Surprisingly, experts say police aren’t always strong proponents of criminalizing walking because they recognize that repealing them would free up resources for law enforcement to fight other forms of crime.
“When this bill was introduced during our special session, law enforcement did not testify in opposition to it,” said Patrick Hope, the Virginia delegate who introduced the pretextual policing bill in Virginia that launched the trend. “I haven’t heard from a peep from the police department. They want to be focusing on more serious crimes. But when you make something a law, the enforcers have to enforce it.”
Whether law enforcement will simply seize on other pretexts besides "jaywalking" to enact racist roadway stops, of course, is the question at the heart of the debate over whether the police should be abolished rather than reformed. The Virginia bill that Hope introduced decriminalized a slate of roadway behaviors that are frequently cause for over-policing, including using tinted window films on cars, having a noisy muffler, or simply because the officer claims he’s detected an odor of marijuana on a "suspect" — but some advocates worry such lists will never be long enough to reform a fundamentally racist institution.

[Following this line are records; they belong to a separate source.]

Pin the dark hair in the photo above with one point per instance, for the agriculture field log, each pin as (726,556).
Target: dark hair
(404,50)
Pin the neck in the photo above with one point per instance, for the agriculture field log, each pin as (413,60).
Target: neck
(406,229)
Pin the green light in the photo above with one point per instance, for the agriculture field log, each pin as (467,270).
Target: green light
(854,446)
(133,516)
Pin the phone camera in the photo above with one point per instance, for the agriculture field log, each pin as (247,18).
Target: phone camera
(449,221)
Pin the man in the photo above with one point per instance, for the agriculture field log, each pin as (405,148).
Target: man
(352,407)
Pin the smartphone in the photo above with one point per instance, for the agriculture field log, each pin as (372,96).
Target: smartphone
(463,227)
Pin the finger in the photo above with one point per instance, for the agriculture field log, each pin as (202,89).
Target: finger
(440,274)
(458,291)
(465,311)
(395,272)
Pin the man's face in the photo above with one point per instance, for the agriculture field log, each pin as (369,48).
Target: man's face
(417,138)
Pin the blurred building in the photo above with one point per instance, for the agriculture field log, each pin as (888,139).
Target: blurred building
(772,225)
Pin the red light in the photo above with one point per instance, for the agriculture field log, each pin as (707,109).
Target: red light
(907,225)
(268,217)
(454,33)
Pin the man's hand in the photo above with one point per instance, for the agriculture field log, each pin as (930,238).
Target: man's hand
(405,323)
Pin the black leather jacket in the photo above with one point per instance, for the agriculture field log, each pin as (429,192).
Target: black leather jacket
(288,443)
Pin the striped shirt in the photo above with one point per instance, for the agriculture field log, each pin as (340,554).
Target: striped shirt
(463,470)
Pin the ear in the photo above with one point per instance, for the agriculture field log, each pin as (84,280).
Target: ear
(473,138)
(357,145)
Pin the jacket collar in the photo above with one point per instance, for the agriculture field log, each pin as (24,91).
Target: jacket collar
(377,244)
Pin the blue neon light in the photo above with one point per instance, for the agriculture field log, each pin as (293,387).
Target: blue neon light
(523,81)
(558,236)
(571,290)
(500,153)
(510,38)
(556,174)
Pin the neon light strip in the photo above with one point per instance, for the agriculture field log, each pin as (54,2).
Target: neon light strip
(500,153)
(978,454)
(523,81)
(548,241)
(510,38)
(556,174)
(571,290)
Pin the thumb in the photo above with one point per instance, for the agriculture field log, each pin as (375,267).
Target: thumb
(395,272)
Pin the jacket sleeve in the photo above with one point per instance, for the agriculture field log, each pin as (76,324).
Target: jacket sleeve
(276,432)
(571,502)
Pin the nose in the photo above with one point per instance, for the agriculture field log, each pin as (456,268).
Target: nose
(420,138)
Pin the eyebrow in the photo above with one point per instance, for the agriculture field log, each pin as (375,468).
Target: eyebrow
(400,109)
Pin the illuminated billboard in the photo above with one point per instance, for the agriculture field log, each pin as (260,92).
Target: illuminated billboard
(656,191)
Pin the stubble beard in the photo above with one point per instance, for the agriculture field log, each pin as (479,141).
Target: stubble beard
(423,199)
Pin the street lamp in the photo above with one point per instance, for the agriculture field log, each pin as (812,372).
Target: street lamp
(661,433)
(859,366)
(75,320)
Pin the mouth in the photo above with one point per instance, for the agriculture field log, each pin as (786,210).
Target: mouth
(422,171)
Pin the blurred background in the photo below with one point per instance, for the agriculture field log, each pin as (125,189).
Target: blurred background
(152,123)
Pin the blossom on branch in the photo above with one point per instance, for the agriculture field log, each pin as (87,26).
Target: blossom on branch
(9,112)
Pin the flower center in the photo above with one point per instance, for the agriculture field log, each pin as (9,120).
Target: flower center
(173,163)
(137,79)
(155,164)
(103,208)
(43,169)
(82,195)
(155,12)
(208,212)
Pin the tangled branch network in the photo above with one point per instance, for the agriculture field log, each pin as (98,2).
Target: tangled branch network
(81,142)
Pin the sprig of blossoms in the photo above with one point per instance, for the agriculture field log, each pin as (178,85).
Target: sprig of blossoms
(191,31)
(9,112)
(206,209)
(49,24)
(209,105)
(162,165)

“We’ve decided to drop that ‘E’ for enforcement [originally found in the ‘5 E’s of Vision Zero’ framework], period,” said Caro Jauregui, co-executive director for the Sacramento-based nonprofit California Walks. “We’re not interested in continuing to move forward with solutions for safe street that include enforcement or any type of policing.”

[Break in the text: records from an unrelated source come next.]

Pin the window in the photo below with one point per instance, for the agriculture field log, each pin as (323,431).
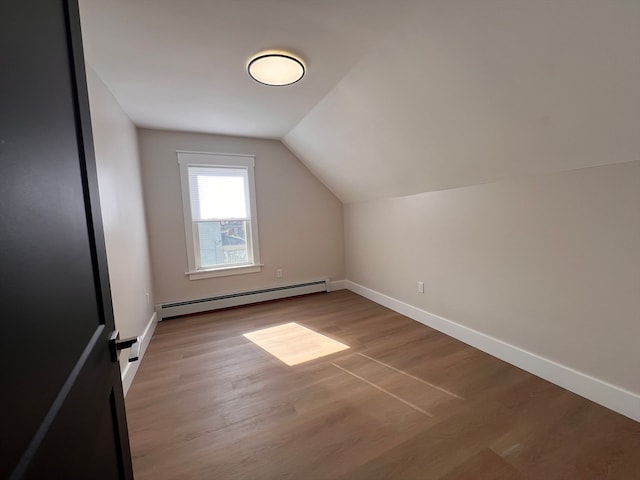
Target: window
(218,196)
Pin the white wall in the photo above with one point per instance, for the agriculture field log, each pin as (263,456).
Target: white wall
(123,217)
(300,222)
(467,92)
(549,264)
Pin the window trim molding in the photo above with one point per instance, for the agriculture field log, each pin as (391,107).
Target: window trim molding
(209,159)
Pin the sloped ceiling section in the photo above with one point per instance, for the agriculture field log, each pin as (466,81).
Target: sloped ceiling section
(466,92)
(181,65)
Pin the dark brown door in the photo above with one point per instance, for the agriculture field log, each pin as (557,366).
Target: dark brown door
(61,397)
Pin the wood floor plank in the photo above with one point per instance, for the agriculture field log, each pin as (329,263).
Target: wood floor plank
(208,403)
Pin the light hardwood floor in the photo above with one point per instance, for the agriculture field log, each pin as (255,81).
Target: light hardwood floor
(403,402)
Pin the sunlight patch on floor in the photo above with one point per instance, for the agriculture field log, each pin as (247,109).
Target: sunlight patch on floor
(294,344)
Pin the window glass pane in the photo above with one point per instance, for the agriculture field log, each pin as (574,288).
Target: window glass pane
(218,193)
(222,243)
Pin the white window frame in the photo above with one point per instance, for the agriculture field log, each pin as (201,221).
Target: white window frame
(201,159)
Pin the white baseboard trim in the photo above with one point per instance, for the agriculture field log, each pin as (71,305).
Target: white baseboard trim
(131,369)
(615,398)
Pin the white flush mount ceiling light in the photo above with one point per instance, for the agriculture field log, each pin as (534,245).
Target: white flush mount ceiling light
(276,68)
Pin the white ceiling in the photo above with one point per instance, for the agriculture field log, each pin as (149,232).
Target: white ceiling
(182,64)
(401,96)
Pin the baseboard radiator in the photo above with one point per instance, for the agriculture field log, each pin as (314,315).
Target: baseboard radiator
(168,310)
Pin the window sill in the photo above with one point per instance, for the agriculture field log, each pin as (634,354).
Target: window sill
(225,271)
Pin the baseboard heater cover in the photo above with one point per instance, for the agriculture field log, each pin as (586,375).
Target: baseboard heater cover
(174,309)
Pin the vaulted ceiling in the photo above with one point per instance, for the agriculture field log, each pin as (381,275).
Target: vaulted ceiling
(400,96)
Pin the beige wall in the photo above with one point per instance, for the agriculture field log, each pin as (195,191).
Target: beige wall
(122,207)
(549,263)
(300,222)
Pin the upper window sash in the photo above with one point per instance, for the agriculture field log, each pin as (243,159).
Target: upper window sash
(243,162)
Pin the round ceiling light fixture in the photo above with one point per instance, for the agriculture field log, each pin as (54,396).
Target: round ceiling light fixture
(276,68)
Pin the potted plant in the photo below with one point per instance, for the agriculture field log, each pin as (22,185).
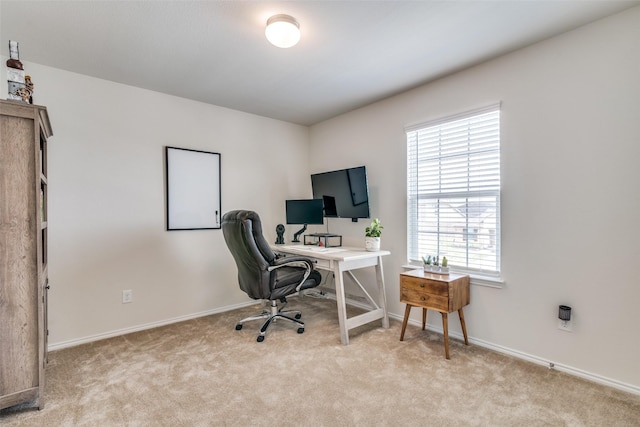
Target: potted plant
(435,268)
(427,263)
(444,269)
(372,235)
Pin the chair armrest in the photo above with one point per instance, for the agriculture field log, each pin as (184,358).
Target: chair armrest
(294,261)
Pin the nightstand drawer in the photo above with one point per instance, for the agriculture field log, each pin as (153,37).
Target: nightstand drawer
(425,285)
(420,298)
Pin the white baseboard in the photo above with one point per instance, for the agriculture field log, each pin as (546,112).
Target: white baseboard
(533,359)
(118,332)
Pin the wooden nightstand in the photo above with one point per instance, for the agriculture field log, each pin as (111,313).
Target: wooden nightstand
(445,293)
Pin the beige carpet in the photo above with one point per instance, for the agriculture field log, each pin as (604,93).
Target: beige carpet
(205,373)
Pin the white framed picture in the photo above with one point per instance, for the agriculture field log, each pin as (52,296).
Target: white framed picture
(192,189)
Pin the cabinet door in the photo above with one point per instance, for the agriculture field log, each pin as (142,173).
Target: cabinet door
(19,290)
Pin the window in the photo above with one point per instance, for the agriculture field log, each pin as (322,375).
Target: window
(453,191)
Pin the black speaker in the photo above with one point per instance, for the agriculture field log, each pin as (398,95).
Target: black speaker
(280,232)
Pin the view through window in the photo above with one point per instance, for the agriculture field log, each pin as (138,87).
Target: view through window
(453,190)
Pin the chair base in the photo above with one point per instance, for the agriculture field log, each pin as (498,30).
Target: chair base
(271,316)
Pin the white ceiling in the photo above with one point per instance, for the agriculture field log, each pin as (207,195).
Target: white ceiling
(351,53)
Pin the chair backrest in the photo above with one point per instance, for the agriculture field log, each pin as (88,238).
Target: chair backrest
(243,234)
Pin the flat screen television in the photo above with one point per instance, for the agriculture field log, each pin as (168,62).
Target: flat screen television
(345,192)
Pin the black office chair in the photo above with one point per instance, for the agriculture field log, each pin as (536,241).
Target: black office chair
(261,274)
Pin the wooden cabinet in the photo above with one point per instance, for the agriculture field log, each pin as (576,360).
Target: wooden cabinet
(444,293)
(24,130)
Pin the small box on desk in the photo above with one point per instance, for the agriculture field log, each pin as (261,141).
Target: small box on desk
(323,239)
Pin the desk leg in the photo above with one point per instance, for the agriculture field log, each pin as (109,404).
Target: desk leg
(445,329)
(382,293)
(424,318)
(463,325)
(342,304)
(407,310)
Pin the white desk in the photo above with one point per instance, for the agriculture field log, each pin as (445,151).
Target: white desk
(342,260)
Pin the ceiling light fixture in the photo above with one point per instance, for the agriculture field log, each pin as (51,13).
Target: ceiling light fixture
(282,31)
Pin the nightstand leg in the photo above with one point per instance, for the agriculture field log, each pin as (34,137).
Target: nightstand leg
(404,322)
(445,328)
(464,326)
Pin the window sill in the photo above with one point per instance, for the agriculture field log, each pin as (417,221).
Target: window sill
(476,279)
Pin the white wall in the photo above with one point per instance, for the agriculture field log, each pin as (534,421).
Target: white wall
(107,205)
(570,198)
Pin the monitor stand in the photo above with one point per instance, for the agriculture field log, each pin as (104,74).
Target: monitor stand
(298,233)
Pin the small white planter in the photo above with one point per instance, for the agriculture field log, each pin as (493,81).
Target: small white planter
(372,244)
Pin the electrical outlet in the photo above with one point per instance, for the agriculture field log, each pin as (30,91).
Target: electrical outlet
(565,325)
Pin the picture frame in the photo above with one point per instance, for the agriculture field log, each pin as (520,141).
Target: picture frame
(193,189)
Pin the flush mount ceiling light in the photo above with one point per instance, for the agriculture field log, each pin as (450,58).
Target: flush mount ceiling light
(282,31)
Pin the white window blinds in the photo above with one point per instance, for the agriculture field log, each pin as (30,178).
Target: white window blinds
(453,190)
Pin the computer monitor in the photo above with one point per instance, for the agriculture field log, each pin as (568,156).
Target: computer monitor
(306,211)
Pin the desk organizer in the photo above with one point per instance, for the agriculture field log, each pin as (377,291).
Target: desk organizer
(323,239)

Jaywalking laws alone won’t remove racism from the street safety realm, but advocates think such reforms are critical — especially if they’re enacted in concert with policies that repair the harms caused to past victims of the policy.
“Restorative justice means dedicated funding to support specific portions of the community that have suffered the most,” said Kelley “If you overlay traffic crash data and air quality data over the map of Kansas City, it almost always falls on the [historically Black] east side. … We need specific funds to support those census tracts that have borne the brunt not just of over-enforcement, but of under-investment, too.”
At the end of the day, advocates are hopeful that repealing jaywalking laws is increasingly coming to be seen as the first rung on the ladder to comprehensive mobility justice — and one that states and cities could climb more easily than they think.
“I would challenge policymakers to ask themselves: is enforcing jaywalking making your community safer?” said Charles Brown, founder of Equitable Cities and the moderator of the panel. “And I think the answer is no.”